More at www.seagullindia.com


EXTRACT
People give me their papers. The reason is obvious: I hoard such enormous quantities of my own. My house looks like a public library or some archive of the ordinary; I cannot get rid of a book or throw away a receipt from Pick n Pay. What difference will another little stack of documents make? I am like an animal lover who gets a reputation for taking in strays. Need a home for a scrawny kitten, a lame dog, a blind parrot? Don’t take it to the SPCA – they’ll put it down as soon as you’re out the door – give it to him. The book lover.

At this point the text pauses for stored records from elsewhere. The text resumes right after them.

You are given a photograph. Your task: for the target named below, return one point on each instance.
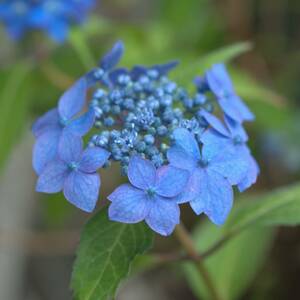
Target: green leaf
(105, 254)
(279, 207)
(233, 267)
(203, 63)
(14, 105)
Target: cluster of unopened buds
(168, 142)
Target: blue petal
(170, 181)
(73, 100)
(163, 216)
(92, 159)
(230, 163)
(218, 80)
(48, 121)
(112, 58)
(215, 197)
(187, 141)
(114, 75)
(178, 157)
(234, 108)
(70, 147)
(53, 177)
(129, 205)
(141, 172)
(83, 124)
(82, 190)
(137, 72)
(214, 143)
(215, 123)
(164, 69)
(45, 149)
(236, 129)
(251, 177)
(191, 190)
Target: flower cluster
(52, 16)
(169, 144)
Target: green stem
(187, 243)
(82, 49)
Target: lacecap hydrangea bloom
(174, 146)
(52, 16)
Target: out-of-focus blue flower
(231, 138)
(48, 128)
(220, 84)
(209, 190)
(51, 16)
(74, 172)
(150, 196)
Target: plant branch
(187, 243)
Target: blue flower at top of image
(48, 128)
(74, 172)
(51, 16)
(234, 138)
(219, 82)
(150, 196)
(209, 188)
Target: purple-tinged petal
(251, 177)
(45, 149)
(112, 58)
(231, 163)
(53, 177)
(73, 100)
(164, 69)
(215, 197)
(83, 124)
(92, 159)
(129, 205)
(48, 121)
(163, 216)
(191, 189)
(82, 190)
(187, 141)
(178, 157)
(170, 181)
(218, 80)
(215, 123)
(141, 172)
(70, 147)
(214, 143)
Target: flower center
(203, 163)
(151, 192)
(73, 166)
(237, 140)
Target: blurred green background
(260, 41)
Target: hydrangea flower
(51, 16)
(209, 190)
(220, 84)
(151, 196)
(48, 128)
(166, 140)
(74, 172)
(233, 138)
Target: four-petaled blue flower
(220, 84)
(151, 196)
(48, 128)
(209, 190)
(74, 172)
(51, 16)
(232, 138)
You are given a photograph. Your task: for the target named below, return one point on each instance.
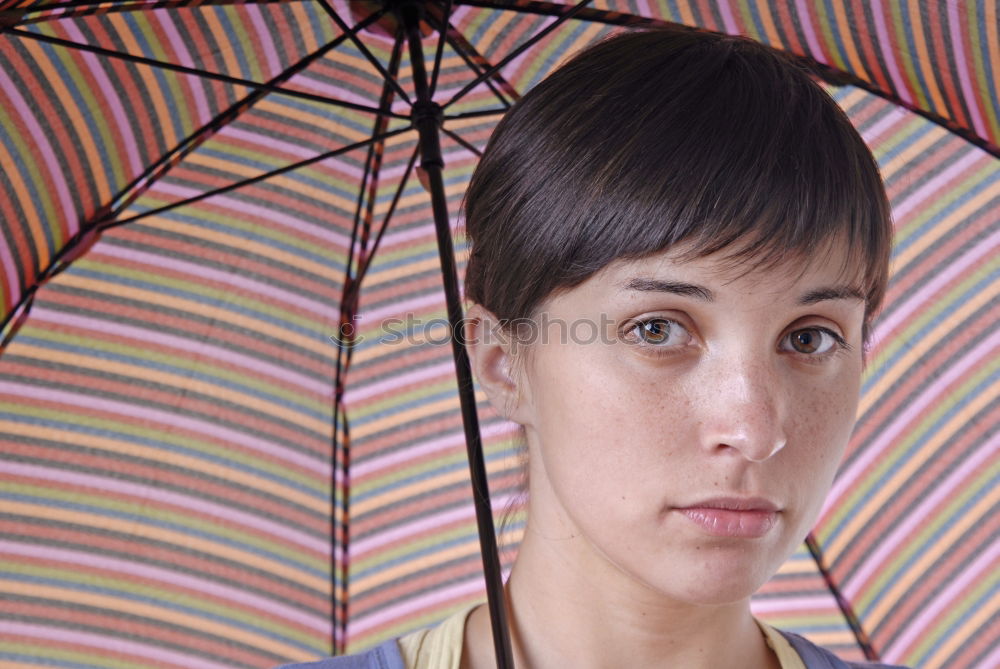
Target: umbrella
(230, 429)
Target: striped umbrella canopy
(230, 433)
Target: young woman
(682, 241)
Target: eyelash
(840, 344)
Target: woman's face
(691, 446)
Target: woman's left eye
(661, 333)
(812, 341)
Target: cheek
(604, 430)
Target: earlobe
(490, 353)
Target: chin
(715, 580)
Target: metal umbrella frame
(969, 117)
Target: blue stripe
(217, 302)
(934, 539)
(315, 254)
(308, 486)
(163, 80)
(832, 533)
(166, 604)
(147, 521)
(885, 364)
(182, 371)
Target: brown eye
(811, 341)
(661, 332)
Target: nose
(744, 410)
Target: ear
(492, 359)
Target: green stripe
(172, 594)
(181, 520)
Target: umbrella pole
(427, 116)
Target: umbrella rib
(348, 313)
(439, 52)
(152, 62)
(826, 72)
(860, 636)
(469, 54)
(534, 39)
(157, 169)
(388, 215)
(554, 9)
(90, 7)
(363, 49)
(259, 177)
(475, 114)
(466, 144)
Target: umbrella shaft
(427, 116)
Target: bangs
(713, 142)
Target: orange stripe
(161, 109)
(923, 58)
(993, 45)
(100, 523)
(31, 214)
(179, 460)
(847, 38)
(151, 612)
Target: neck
(566, 610)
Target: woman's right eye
(661, 333)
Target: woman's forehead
(831, 267)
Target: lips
(736, 517)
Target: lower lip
(749, 524)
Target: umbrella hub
(388, 25)
(424, 111)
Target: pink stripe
(730, 24)
(916, 517)
(262, 41)
(930, 394)
(913, 302)
(112, 101)
(515, 66)
(305, 81)
(357, 394)
(895, 116)
(423, 303)
(167, 420)
(807, 22)
(56, 179)
(940, 182)
(879, 12)
(420, 604)
(776, 605)
(375, 465)
(325, 310)
(240, 210)
(992, 660)
(271, 146)
(202, 506)
(201, 586)
(360, 548)
(10, 272)
(188, 348)
(109, 643)
(962, 65)
(184, 57)
(945, 599)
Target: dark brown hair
(652, 138)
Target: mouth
(735, 517)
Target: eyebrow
(673, 287)
(706, 295)
(832, 293)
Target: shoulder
(384, 656)
(816, 657)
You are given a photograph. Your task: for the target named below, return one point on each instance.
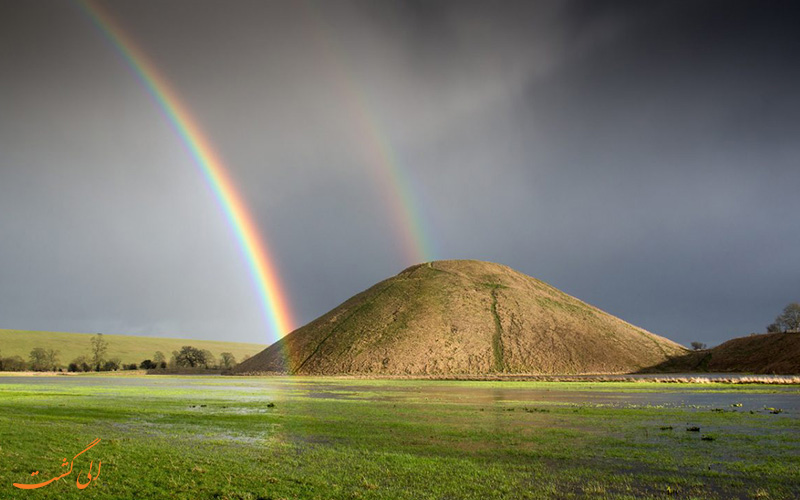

      Of course, there’s more to it than storage. These papers are entrusted to me, placed in my care and assigned as my responsibility. People put their papers in my hands because they want me to read them, think about them, edit them or otherwise reorder them, and write about them. They would like me to make something of their leavings.

      More than twenty years ago, Louis Fehler (not his real name) left me his papers to look after while he went abroad, travelling light, and then promptly died. I’ve been carrying his blue trommel around with me ever since, packed with outlines of novels, biographical notes and other things, and have yet to squeeze more than a few lines of prose from them.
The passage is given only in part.